Mais d’ores et déjà, l’on peut dire que la seule volonté ne suffira pas à faire jaillir toute la vérité dans cet épineux dossier. Au-delà, il va falloir aussi beaucoup d’audace. Quoi qu’il en soit, les dés sont jetés et le peuple attend de voir.

 

Outélé KEITA


Comments
  • Nous sommes tous contents pour la réouverture du dossier. Mais la meilleure façon de bien gérer ce dossier, c’est d’anticiper à chaque étape sur les débats possibles. Et sur ce point, ça commence mal et pour cause: un dossier dans lequel il y a eu un non lieu ne peut être rouvert que s’il y a un fait nouveau. Le fait nouveau s’entend de tout élément de fait qui, s’il avait été connu avant l’intervention du non lieu, aurait pu conduire à une décision contraire, ou à tout le moins, à d’autres actes supplémentaires d’instruction pour établir la vérité. Est ce que le fait que la Cour africaine des droits de l’homme ait dit que le dossier n’a pas été bien géré est un élément de fait?

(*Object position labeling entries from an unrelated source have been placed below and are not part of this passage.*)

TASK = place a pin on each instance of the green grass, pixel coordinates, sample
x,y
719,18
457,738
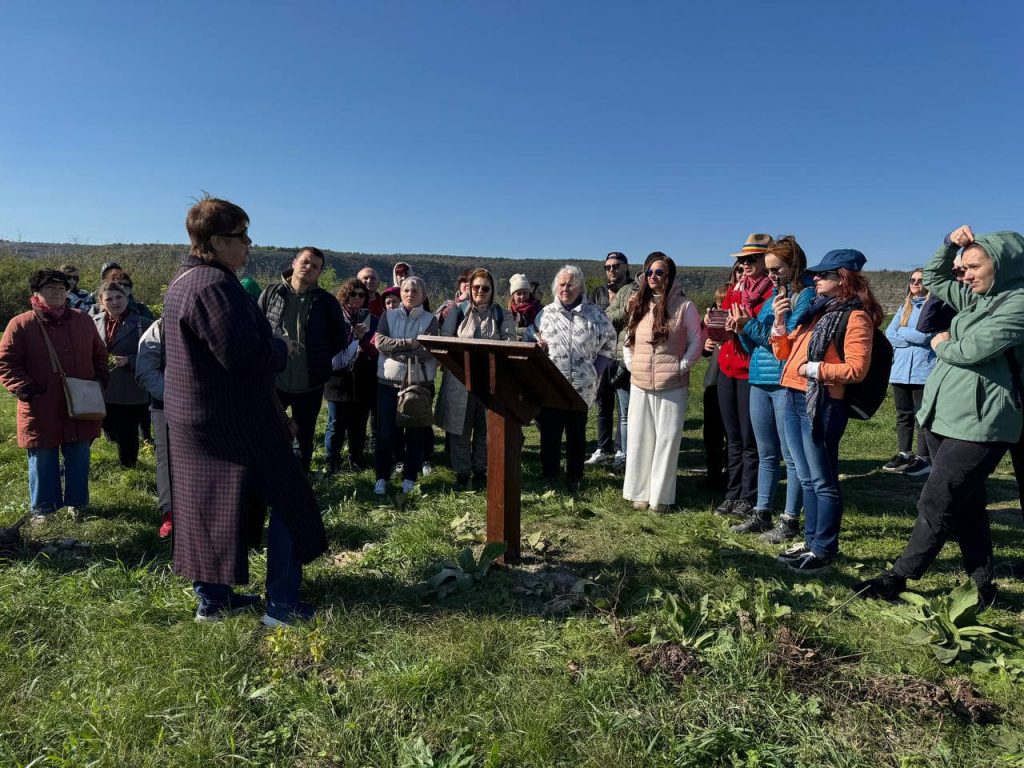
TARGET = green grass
x,y
102,665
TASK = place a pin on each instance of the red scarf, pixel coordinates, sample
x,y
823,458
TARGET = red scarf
x,y
48,312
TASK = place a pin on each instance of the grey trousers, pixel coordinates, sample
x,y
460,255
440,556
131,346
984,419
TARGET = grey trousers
x,y
469,450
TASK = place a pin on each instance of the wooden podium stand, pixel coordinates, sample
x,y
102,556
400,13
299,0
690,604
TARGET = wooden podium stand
x,y
513,380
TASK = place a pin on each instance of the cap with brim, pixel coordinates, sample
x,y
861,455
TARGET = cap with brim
x,y
756,245
843,258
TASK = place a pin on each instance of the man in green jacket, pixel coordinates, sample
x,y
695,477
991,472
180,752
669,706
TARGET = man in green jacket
x,y
971,406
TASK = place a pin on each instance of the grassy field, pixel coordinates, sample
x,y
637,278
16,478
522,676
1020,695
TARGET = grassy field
x,y
549,664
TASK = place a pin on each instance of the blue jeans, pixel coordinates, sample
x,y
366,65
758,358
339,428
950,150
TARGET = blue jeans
x,y
623,395
816,460
768,419
284,573
44,477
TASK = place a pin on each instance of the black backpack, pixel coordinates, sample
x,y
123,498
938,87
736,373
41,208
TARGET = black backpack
x,y
864,397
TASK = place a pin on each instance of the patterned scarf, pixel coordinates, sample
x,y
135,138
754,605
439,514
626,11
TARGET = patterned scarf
x,y
48,312
828,311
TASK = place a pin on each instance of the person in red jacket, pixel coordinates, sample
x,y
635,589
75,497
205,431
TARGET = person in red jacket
x,y
743,301
27,370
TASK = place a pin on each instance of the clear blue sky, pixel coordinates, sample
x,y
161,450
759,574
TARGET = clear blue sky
x,y
516,129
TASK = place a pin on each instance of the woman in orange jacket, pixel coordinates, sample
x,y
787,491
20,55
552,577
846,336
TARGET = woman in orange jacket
x,y
815,377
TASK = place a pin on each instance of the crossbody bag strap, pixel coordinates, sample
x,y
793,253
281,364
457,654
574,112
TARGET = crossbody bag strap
x,y
54,363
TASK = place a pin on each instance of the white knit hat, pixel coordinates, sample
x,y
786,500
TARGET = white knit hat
x,y
518,283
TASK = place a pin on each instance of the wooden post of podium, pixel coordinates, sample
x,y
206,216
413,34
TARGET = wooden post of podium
x,y
513,380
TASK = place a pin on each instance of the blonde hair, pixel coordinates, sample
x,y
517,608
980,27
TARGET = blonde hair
x,y
907,303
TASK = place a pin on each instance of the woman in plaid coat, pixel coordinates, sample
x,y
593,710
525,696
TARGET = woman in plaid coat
x,y
229,444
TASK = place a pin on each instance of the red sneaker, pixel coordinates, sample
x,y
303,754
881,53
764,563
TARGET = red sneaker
x,y
166,526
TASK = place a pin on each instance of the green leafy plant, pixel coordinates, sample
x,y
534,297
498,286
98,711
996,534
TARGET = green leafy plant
x,y
948,624
462,574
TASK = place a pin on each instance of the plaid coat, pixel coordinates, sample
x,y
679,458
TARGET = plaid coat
x,y
229,446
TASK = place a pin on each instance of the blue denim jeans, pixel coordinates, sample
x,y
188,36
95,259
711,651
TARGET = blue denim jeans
x,y
768,419
816,460
284,573
44,477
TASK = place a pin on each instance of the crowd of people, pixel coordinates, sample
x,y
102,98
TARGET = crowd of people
x,y
231,380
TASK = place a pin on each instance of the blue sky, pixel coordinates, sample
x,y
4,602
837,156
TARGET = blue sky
x,y
516,129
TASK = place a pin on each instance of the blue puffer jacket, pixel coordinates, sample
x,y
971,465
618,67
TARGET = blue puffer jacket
x,y
912,355
756,337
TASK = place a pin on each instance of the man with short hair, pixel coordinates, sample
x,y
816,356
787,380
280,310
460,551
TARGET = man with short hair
x,y
368,276
616,273
311,318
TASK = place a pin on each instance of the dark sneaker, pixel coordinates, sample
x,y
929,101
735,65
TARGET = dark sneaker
x,y
918,467
758,521
793,553
725,508
886,586
896,464
238,601
785,529
278,616
809,563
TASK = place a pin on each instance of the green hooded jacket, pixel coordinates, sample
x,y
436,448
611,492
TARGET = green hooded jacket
x,y
970,392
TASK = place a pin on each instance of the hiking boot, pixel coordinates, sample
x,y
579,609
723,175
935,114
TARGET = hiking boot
x,y
886,586
897,463
759,520
918,467
809,563
787,527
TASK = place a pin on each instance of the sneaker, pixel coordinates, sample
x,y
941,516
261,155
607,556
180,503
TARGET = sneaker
x,y
809,563
918,467
725,508
897,463
792,553
787,527
166,526
886,586
758,521
278,616
237,602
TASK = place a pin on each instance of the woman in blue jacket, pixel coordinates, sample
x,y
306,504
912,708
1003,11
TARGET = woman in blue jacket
x,y
912,361
785,262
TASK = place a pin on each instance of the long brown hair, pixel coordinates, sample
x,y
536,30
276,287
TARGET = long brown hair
x,y
854,286
640,303
907,303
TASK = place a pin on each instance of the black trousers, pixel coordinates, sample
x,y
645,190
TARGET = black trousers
x,y
714,439
305,409
121,427
553,422
952,505
906,397
606,415
741,457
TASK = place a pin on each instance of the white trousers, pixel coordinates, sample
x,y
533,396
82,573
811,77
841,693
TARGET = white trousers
x,y
655,429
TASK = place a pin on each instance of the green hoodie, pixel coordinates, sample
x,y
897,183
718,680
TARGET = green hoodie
x,y
969,394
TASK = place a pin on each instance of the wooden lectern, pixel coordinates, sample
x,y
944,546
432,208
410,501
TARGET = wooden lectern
x,y
513,380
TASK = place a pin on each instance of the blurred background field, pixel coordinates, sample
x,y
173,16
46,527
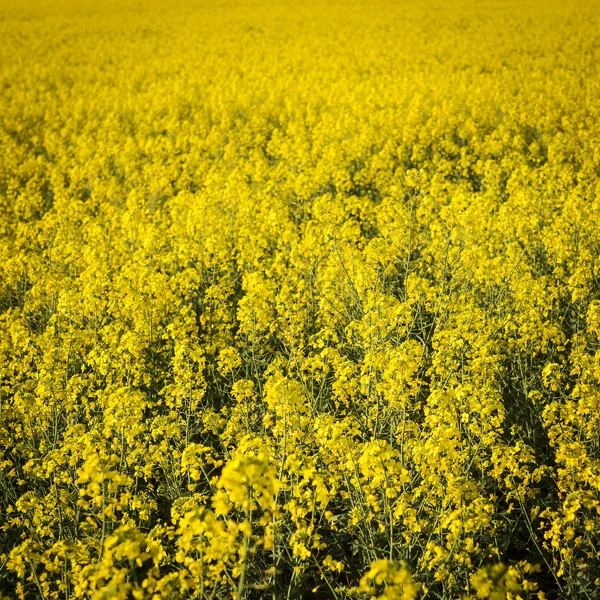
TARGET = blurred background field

Allons en acceptant les débats dépassionnés si on veut éviter un autre non lieu sinon chacun en sera comptable aussi bien les juges que nous.

    26 décembre 2014
    • œil divin, tout le peuple se réjouit de la réouverture du dossier Norbert ZONGO, mais au préalable il faut des jalons. Ce dossier connaitra le même sort, si le magistrat qui est au commande du parquet de la cour d’appel y demeure. Il s’y trouve aujourd’hui parce qu’il a géré ce dossier à la guise de certaines personnes partisanes et pour ultime récompense à cette fidélité, nous en sommes là. Rouvrir le dossier oui, mais si la personne qui a prononcé le non lieu est actuellement au point d’arrivée du dossier, qu’attendez-vous au fait? trouvez-nous d’abord un Procureur du Faso, un juge d’Instruction et un procureur général au service de la justice pour rendre justice, c’est tout ce qu’on attend. Ne nous parlez de ce dossier si cette question primordiale n’est pas réglée, sinon les non-lieu y’en aura toujours et pour ce même dossier.

      26 décembre 2014
  • Apparemment meme Balla Kéita fut victime de ce régime.Les burkinabé ont intéret a juger ces ex dictateurs assassins pour que les peuples qui en ont fait les frais puissent avoir la paix au cas ou ils ne voudraient pas le faire pour eux

    26 décembre 2014
  • œil divin, tout le peuple se réjouit de la réouverture du dossier Norbert ZONGO, mais au préalable il faut des jalons. Ce dossier connaitra le même sort, si le magistrat qui est au commande du parquet de la cour d’appel y demeure. Il s’y trouve aujourd’hui parce qu’il a géré ce dossier à la guise de certaines personnes partisanes et pour ultime récompense à cette fidélité, nous en sommes là. Rouvrir le dossier oui, mais si la personne qui a prononcé le non lieu est actuellement au point d’arrivée du dossier, qu’attendez-vous au fait? trouvez-nous d’abord un Procureur du Faso, un juge d’Instruction et un procureur général au service de la justice pour rendre justice, c’est tout ce qu’on attend. Ne nous parlez de ce dossier si cette question primordiale n’est pas réglée, sinon les non-lieu y’en aura toujours et pour ce même dossier.